In September 2025 this station and Sheringham station were two of seven railway-associated buildings which were grade II listed in the week of the bicentenary of the Stockton and Darlington Railway. English Heritage recognises it for its architectural and historic interest, describing it as "one of the most substantially complete E&MR stations that displays an impressive architectural quality over and above the functional designs that were adopted for many rural stations nationally during the completion of the rail network", and noting in particular that it has "remarkably complete elevations" and its "internal spaces survive remarkably well".

==Location and facilities==
The station is located on Station Road, over a mile south-south-east from the centre of Weybourne and is closer to Weybourne Heath.

Weybourne’s former parcel’s office houses a small souvenir shop and buffet which is usually open from 9:30–16:30. A railway bookshop in the old stationmaster’s office sells new and second-hand books between 9:30-15:30 on most days.
An accessible toilet and baby changing facilities are in the former lamp room at the Holt end of the building.

==Service==
The heritage railway is open on most days between April and October, with some additional events over the winter period such as the Santa Specials.

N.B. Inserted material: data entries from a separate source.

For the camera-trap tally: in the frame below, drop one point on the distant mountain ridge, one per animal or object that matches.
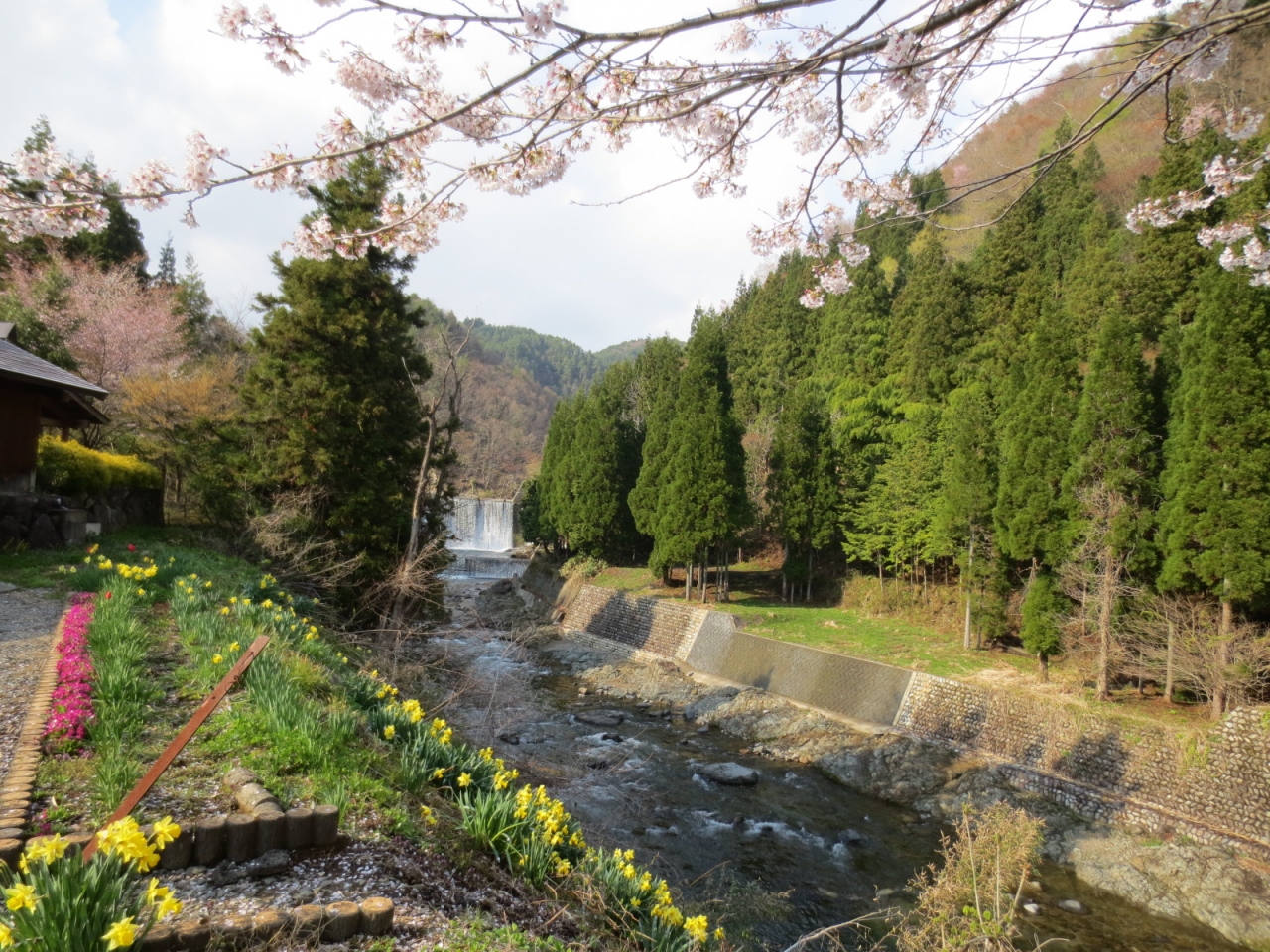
(512, 379)
(552, 362)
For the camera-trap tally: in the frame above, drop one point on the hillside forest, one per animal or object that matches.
(1071, 425)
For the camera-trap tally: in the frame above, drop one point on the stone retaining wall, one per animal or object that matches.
(1214, 787)
(1219, 779)
(659, 626)
(42, 521)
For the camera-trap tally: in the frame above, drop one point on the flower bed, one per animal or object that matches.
(71, 707)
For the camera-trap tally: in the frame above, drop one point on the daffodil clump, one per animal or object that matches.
(58, 901)
(526, 829)
(218, 626)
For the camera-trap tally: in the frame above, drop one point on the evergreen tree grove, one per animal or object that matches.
(331, 416)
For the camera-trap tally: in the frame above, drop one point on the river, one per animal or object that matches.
(793, 853)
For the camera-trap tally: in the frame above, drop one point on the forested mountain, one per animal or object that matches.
(512, 379)
(1076, 417)
(552, 362)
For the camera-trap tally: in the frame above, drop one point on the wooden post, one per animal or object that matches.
(180, 742)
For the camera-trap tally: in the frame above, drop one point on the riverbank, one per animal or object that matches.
(1184, 881)
(1209, 885)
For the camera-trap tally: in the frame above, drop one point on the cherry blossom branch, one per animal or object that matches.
(842, 91)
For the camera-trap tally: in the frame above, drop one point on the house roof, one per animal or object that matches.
(19, 365)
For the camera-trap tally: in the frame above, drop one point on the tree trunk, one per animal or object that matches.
(1106, 610)
(1169, 661)
(1220, 692)
(811, 553)
(785, 584)
(969, 589)
(412, 547)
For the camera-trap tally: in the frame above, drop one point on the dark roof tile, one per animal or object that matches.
(16, 362)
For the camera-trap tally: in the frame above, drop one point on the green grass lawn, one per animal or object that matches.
(757, 606)
(195, 551)
(905, 644)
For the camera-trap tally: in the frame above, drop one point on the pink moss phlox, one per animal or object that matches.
(72, 698)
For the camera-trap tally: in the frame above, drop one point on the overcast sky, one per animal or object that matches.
(127, 80)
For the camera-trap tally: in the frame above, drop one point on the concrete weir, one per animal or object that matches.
(1211, 787)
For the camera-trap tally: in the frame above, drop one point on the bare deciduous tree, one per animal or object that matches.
(1184, 642)
(1093, 578)
(440, 402)
(286, 535)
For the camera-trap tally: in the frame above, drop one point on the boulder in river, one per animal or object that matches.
(601, 719)
(728, 774)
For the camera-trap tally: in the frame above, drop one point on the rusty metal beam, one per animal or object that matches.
(180, 742)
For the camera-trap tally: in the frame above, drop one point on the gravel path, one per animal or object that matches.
(27, 622)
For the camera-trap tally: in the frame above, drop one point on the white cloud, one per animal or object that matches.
(130, 79)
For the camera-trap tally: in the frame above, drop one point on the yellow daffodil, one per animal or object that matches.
(21, 896)
(122, 934)
(48, 848)
(166, 832)
(698, 927)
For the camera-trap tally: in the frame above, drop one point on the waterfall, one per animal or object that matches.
(480, 525)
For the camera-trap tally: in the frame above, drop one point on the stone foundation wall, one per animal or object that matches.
(659, 626)
(1213, 787)
(41, 521)
(1124, 771)
(852, 687)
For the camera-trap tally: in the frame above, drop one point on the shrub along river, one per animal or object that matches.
(788, 855)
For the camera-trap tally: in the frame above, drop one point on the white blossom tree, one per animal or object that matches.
(858, 86)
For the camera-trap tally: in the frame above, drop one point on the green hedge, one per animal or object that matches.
(73, 468)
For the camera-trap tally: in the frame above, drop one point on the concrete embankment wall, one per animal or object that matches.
(1213, 787)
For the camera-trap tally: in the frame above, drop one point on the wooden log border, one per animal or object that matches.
(19, 780)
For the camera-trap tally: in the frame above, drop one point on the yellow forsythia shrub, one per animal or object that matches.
(73, 468)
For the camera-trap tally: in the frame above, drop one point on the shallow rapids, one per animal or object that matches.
(793, 853)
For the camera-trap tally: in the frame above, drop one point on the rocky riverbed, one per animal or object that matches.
(515, 688)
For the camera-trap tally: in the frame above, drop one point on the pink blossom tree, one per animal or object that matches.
(506, 94)
(113, 325)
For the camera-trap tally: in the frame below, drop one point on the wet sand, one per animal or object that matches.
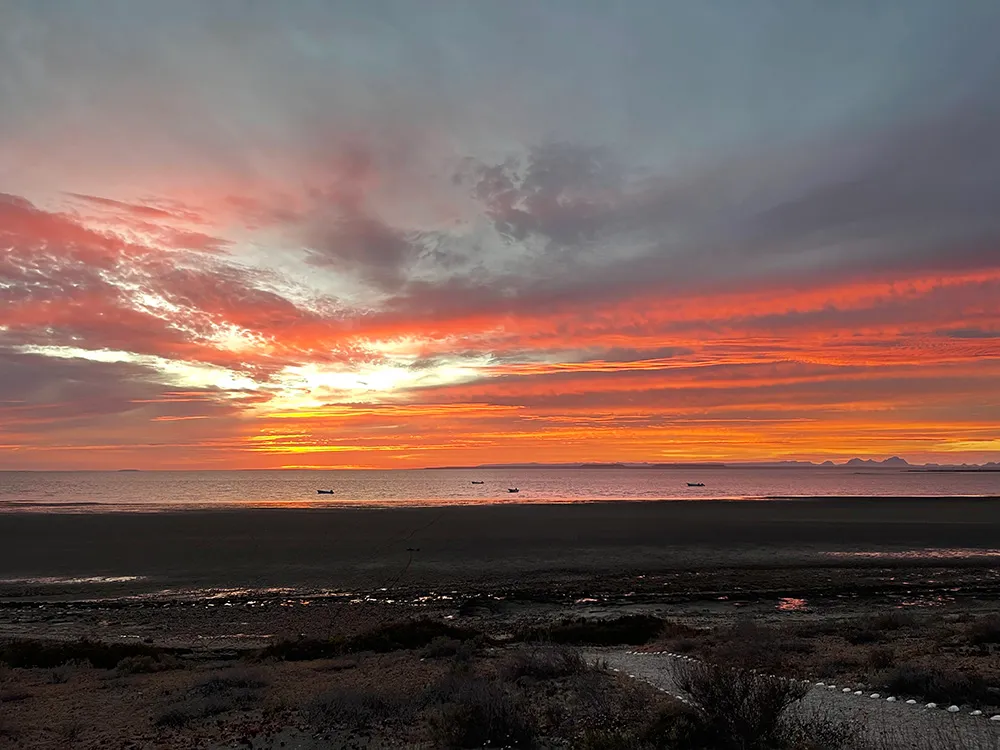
(469, 546)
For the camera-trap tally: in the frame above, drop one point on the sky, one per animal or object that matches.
(398, 234)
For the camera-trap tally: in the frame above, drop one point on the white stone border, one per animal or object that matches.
(951, 708)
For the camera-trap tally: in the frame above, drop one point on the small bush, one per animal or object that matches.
(303, 649)
(228, 682)
(29, 654)
(863, 634)
(359, 709)
(741, 710)
(230, 691)
(147, 664)
(441, 647)
(393, 637)
(819, 734)
(406, 635)
(543, 661)
(893, 619)
(881, 658)
(482, 713)
(632, 630)
(748, 645)
(938, 685)
(985, 630)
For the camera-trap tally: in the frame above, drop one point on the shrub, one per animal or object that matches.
(543, 661)
(741, 709)
(632, 630)
(985, 630)
(893, 619)
(881, 657)
(146, 664)
(482, 713)
(358, 709)
(28, 654)
(406, 635)
(229, 691)
(441, 647)
(393, 637)
(937, 684)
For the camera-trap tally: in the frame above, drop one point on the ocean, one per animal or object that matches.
(153, 491)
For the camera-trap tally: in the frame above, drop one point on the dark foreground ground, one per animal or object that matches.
(283, 626)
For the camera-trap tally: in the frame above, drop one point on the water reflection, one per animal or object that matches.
(791, 604)
(957, 553)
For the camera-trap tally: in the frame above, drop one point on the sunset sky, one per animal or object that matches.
(401, 234)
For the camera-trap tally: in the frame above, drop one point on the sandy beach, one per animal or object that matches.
(221, 587)
(491, 545)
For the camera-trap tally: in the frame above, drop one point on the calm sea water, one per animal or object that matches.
(102, 492)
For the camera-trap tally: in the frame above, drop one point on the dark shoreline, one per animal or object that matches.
(462, 545)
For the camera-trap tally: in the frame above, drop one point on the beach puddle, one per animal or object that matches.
(70, 581)
(791, 604)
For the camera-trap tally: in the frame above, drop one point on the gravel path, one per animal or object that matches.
(887, 724)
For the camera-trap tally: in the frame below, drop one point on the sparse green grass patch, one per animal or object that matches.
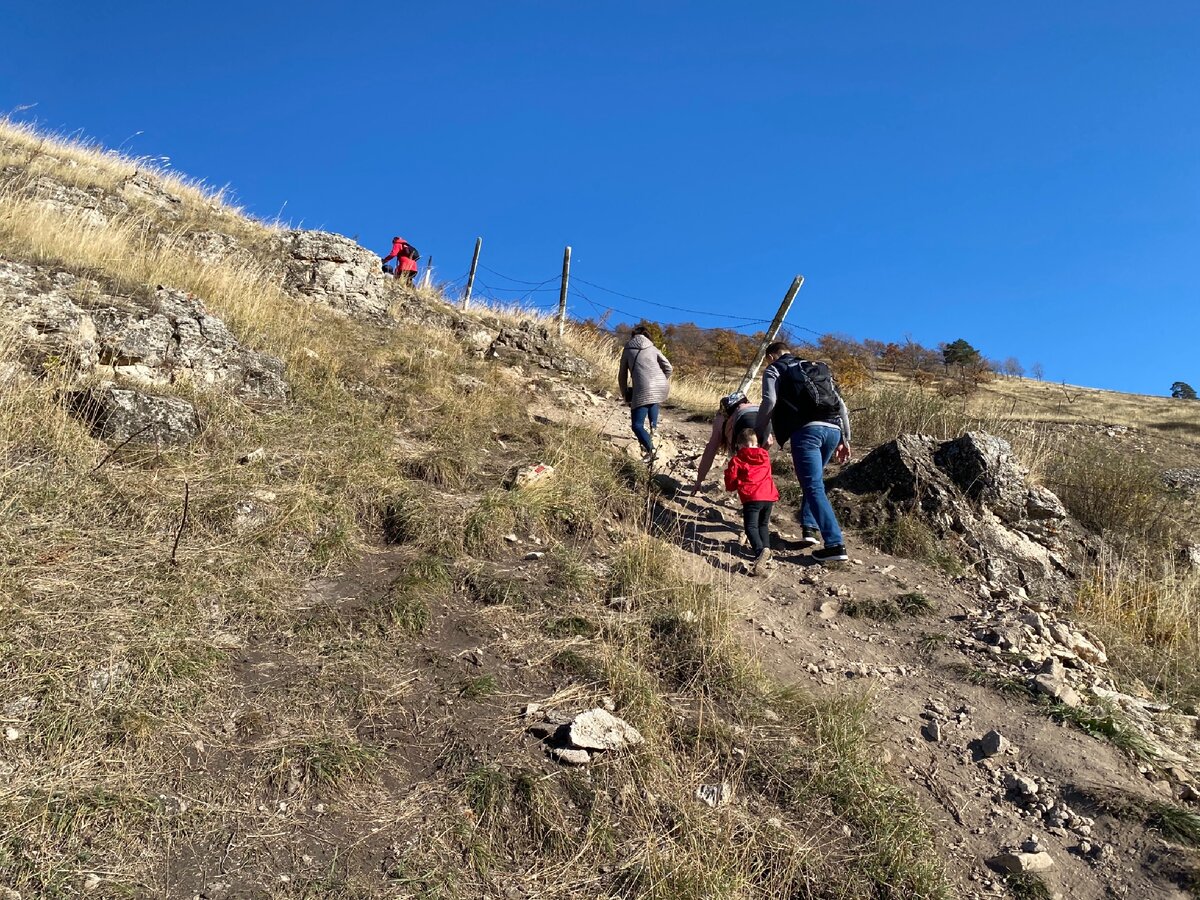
(478, 688)
(907, 535)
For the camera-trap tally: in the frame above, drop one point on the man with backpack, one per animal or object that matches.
(801, 405)
(406, 257)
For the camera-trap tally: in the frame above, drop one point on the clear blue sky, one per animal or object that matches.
(1024, 177)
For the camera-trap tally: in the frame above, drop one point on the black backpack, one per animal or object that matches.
(808, 389)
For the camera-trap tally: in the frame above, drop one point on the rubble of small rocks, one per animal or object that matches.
(575, 739)
(973, 492)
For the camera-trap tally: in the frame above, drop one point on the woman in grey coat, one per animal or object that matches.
(649, 371)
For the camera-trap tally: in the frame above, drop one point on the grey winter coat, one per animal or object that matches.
(648, 369)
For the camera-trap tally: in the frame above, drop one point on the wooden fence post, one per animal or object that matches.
(471, 276)
(562, 292)
(778, 323)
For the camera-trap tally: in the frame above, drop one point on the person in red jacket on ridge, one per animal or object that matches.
(749, 473)
(406, 267)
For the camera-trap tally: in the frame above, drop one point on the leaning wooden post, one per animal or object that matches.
(562, 292)
(471, 276)
(778, 323)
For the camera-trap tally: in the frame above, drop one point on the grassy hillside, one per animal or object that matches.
(291, 658)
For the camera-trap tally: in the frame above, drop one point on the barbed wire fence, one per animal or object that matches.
(528, 294)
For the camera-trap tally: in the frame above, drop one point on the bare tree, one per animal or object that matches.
(1013, 367)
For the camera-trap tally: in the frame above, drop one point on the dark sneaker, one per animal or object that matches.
(835, 553)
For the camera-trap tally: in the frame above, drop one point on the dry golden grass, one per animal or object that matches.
(1044, 402)
(1149, 610)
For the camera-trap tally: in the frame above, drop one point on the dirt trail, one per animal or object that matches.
(918, 671)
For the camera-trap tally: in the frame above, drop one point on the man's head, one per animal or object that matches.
(747, 438)
(775, 349)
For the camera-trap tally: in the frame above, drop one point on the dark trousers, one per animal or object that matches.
(756, 519)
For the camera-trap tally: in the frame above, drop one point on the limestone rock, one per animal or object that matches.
(527, 475)
(976, 497)
(531, 341)
(1020, 785)
(600, 730)
(119, 414)
(77, 328)
(1021, 862)
(333, 270)
(993, 743)
(717, 795)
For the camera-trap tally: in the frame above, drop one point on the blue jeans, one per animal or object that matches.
(813, 447)
(643, 436)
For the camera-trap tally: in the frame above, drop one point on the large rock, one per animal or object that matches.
(973, 492)
(531, 341)
(165, 336)
(120, 414)
(335, 271)
(600, 730)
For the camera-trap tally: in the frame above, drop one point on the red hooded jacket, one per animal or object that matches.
(402, 262)
(749, 474)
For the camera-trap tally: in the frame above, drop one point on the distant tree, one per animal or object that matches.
(960, 353)
(1182, 390)
(726, 349)
(1013, 367)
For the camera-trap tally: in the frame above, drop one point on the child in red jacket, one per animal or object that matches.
(749, 474)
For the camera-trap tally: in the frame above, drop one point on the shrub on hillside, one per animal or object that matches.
(1113, 492)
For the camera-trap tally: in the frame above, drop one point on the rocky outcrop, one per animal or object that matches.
(531, 341)
(90, 204)
(121, 414)
(973, 492)
(335, 271)
(77, 327)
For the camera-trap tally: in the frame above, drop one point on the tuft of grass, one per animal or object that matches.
(1114, 493)
(1176, 823)
(1104, 721)
(888, 411)
(1146, 609)
(478, 688)
(327, 761)
(907, 535)
(1027, 886)
(889, 610)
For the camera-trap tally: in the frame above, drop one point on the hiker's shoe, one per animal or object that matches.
(835, 553)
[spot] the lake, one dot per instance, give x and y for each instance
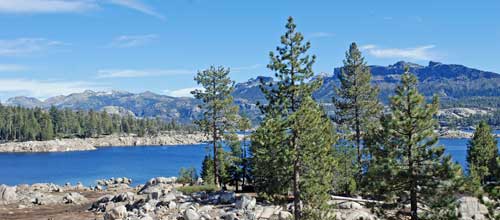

The timetable varies throughout the year, with eight services in each direction on the green summer off-peak and up to twelve in the maroon summer peak.

| Preceding station | Heritage railways |  |  | Following station |
| Kelling Heath Park towards Holt |  | North Norfolk Railway |  | Sheringham Terminus |
Disused railways
| Holt Line and station closed |  | Midland and Great Northern Cromer Branch |  | Sheringham Line and station open |
Future services
| Holt Line and station closed |  | Norfolk Orbital Railway North Norfolk Railway |  | Sheringham Line and station open |

==Media appearances==
Weybourne railway station (as well as the NNR itself) has been used for filming and on-screen TV appearances, including:
- Walmington-on-Sea railway station in the Dad's Army episode "The Royal Train"
- Thruxton in "A Warning to the Curious" in the BBC's 1972 A Ghost Story for Christmas offering
- Crimpton-on-Sea railway station in the BBC TV sitcom Hi-de-Hi!
- Clayfield railway station in the opening episode of Backs to the Land
- The 1985 adaptation of The Moving Finger.